3.3. Biological Material

3.3.1. Bacterial Suspensions

Three strains of phytopathogenic bacteria, i.e., Dickeya solani IFB0099, Pectobacterium atrospeticum IFB5103, and Pectobacterium carotovorum IFB5118, were utilized in this studies (Table 3). All strains belong to the collection of the Intercollegiate Faculty of Biotechnology University of Gdansk and Medical University of Gdansk (Gdansk, Poland) and were stored at −80 °C in 40% glycerol.
Bacterial biomass was obtained from frozen stock and streaked on Trypticase soy agar (TSA) medium. After 24 h of incubation at 28 °C, a single bacterial colony was taken to inoculate 5.0 mL of Trypticase soy broth (TSB). The 0.5 McF bacterial suspensions were prepared in 0.85% NaCl as follows. Post 24 h incubation at 28 °C with 150 rpm shaking, the overnight bacterial culture was centrifuged (10 min, 6500 rpm). The obtained pellet was washed twice with sterile 0.85% NaCl. After that, the optical density of the bacterial suspension was set at 0.5 McF (≈1–2 × 108 CFU mL−1) by using a densitometer DEN-1B (Biosan, Riga, Latvia). The 0.5 McF suspensions of plant pathogenic bacteria were used to evaluate the antibacterial activity of the APPJ operated under the optimal working parameters.

3.3.2. Plant Material

The efficacy of bacterial elimination from the surface of plant seeds, in addition to the impact of the APPJ exposure on plant material (seed germination potential, seed coat integrity, and early plant growth), was examined for seeds of 4 different plant species: Cucumis sativus (cucumber), Pisum sativum (pea), Vigna radiata (mung bean), and Zea mays (maize).
Before the seeds were exposed to the APPJ, they were disinfected by immersion in a 70% ethanol solution for 30 s. After 1 min of washing in sterile distilled water, the seeds were drowned in 3% H2O2 for 10 min. The disinfected seeds were washed four times in distilled water to remove disinfectant residues. Seeds disinfected in that manner were used in all the conducted assays as described below.

3.4. Inactivation of the Cells of Plant Pathogenic Bacteria from the Surface of Plant Seeds by the Applied APPJ Treatment

The antimicrobial activity of the applied APPJ system against plant pathogenic bacteria was examined on the seeds of four different plant species. In this experiment, five disinfected seeds from one plant species per replicate and inoculated with one bacterial strain by placing them in a single well of a 12-well microplate and flooding with the 0.5 McF suspension of microbial cells for 30 s with shaking. After that, the seeds were transferred with sterile tweezers to a new 12-well microplate and treated with the APPJ, sustained and operated under the optimal working parameters, for 2 min from a distance of 2 cm. During the exposure, the 12-well microplate was gently shaken to ensure even access of the seed surfaces to the plasma stream. Disinfected as described above and artificially inoculated seeds, which have not been subjected to the APPJ treatment, were included as the control samples in this procedure. All the samples, the treated ones and the controls, were then immersed separately in ¼ Ringer solution (Oxoid, Hampshire, UK) and shaken at 1200 rpm. The Ringer solution with the transferred bacterial cells was then serially diluted up to 10−5. A total of 100 μL of every dilution was spread on a TSA medium and incubated for 48 h at 28 °C. After incubation, the grown bacterial colonies were counted and recalculated to CFUs per mL of the Ringer’s buffer. Subsequently, the percentage and logarithmic reductions in the number of viable bacterial cells were counted for the samples treated by the APPJ in contrast to the untreated controls. The experiment was repeated 3 times with 3 technical replicates for each plant species and every bacterial strain.

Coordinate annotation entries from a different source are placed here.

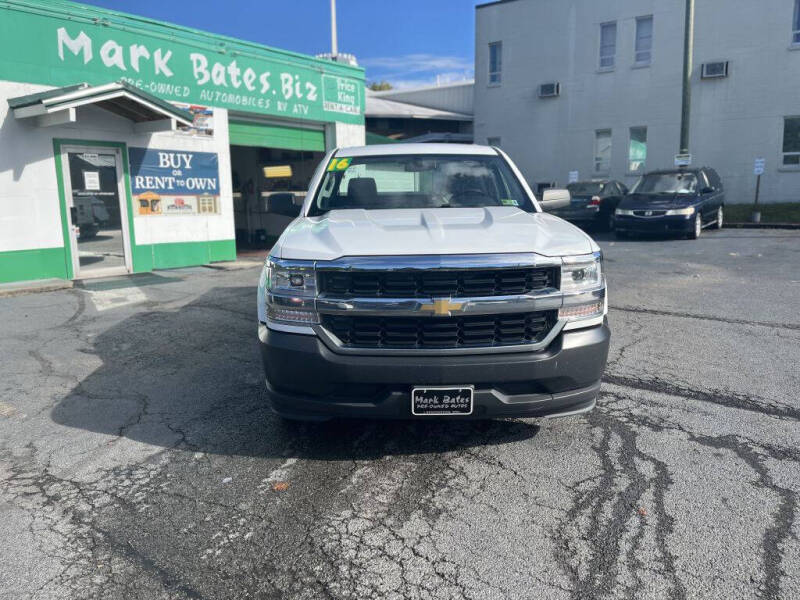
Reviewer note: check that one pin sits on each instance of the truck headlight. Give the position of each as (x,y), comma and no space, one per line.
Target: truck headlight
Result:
(686,212)
(290,291)
(581,273)
(583,286)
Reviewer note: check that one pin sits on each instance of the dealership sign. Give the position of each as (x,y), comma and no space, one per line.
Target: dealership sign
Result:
(174,181)
(174,64)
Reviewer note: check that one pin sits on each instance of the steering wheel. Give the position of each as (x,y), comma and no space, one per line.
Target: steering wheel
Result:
(468,192)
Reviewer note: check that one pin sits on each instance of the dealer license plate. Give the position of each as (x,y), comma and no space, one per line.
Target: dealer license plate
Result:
(434,401)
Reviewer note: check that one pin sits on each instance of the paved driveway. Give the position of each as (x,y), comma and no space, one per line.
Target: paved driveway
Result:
(138,458)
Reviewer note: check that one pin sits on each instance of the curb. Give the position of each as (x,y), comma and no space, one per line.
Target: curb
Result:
(761,225)
(36,286)
(234,265)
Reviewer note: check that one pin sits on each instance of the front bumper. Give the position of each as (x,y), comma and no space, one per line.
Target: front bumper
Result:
(662,224)
(307,380)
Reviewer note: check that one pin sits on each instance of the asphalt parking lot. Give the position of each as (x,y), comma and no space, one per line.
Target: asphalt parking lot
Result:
(138,458)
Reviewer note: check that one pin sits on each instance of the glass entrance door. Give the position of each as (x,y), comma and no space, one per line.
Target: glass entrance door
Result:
(99,223)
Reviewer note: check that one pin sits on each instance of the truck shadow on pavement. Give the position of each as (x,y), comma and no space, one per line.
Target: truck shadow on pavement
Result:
(191,378)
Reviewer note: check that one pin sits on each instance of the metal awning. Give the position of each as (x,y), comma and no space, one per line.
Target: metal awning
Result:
(57,106)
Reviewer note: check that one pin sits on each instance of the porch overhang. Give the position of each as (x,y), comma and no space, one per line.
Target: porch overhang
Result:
(58,106)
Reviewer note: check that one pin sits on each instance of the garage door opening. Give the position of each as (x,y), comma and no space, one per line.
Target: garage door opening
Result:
(271,169)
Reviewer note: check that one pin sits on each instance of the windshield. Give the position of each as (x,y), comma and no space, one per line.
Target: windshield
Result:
(587,188)
(414,181)
(666,183)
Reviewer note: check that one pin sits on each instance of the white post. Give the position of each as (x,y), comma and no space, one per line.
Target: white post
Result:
(334,41)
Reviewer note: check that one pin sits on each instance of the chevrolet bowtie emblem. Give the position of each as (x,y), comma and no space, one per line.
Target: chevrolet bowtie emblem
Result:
(442,307)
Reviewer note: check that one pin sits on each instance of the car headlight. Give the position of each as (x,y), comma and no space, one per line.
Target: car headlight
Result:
(687,212)
(581,273)
(584,288)
(290,291)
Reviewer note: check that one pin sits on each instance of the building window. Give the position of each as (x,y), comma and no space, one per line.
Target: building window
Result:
(637,149)
(644,40)
(608,45)
(602,151)
(791,142)
(544,185)
(207,205)
(495,62)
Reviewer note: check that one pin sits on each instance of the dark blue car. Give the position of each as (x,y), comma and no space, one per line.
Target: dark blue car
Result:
(677,201)
(593,203)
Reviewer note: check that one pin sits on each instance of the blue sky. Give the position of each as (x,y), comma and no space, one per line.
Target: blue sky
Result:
(406,42)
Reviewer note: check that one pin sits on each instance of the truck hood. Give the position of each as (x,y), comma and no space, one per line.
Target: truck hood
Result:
(492,230)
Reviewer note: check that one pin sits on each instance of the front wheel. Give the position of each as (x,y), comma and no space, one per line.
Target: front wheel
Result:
(698,227)
(720,218)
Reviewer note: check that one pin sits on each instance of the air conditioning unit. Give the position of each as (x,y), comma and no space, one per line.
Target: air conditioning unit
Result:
(715,70)
(549,90)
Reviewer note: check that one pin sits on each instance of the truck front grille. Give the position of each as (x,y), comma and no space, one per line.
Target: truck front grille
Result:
(472,331)
(427,284)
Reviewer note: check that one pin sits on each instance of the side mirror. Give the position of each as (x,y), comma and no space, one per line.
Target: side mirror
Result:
(554,199)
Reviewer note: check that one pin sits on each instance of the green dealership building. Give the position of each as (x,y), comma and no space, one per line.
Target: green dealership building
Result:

3.5. Influence of the APPJ Treatment on Seed Germination Efficacy

In the case of the seed germination experiment, 5 disinfected seeds of each plant species were transferred with sterile tweezers into a single well of the 12-well microplate. There, each 5-seed set was exposed to APPJ treatment, which operated under the optimal working parameters, for 2 min and at a distance of 2 cm. The 12-well microplate was gently shaken to ensure even access of the plasma stream to the surface of the seeds. The disinfected and artificially inoculated seeds that were not treated by the APPJ were included as control samples. Afterwards, each set of five seeds treated by the APPJ or the untreated control seeds was put on a filter paper (type MN 640 W; Macherey-Nagel, Duren, Germany) on a Petri plate (90 mm diameter) and watered with 5 mL of sterile distilled H2O. The lid-covered plates with the plant seeds were incubated in a plant growth chamber at 16 h light (120 µmol m−2 s−1, 20 °C) and 8 h darkness (18 °C) conditions. The incubation lasted 168 h, during which the number of the germinated seeds was recorded daily. The collected results were analyzed in terms of the single-value germination indices for describing the time course of the germination process. The experiment was repeated three times with three technical replicates.

3.6. Effect of APPJ on Integrity of the Seed Coat

In this assay, 5 disinfected seeds (as described above) were transferred into a single well of the 12-well microplate. There, each 5-seed set was exposed to the APPJ treatment, which operated under the optimal working parameters, for 2 min from a distance of 2 cm with provision of gentle shaking. Then, 5 seeds were immersed in 30 mL of sterile distilled H2O in 50 mL-volume Corning® falcon tube (Corning, NY, USA). The conductivity measurements were performed with an HI763100 probe connected to an HI2020-01 edge™ laboratory meter (Hanna Instruments, Olsztyn, Poland). The conductivity of the water with immersed seeds was measured shortly after CAPP exposure (0 h), post 1 h, 2 h, and 24 h periods. The experiment was repeated three times with three technical replicates.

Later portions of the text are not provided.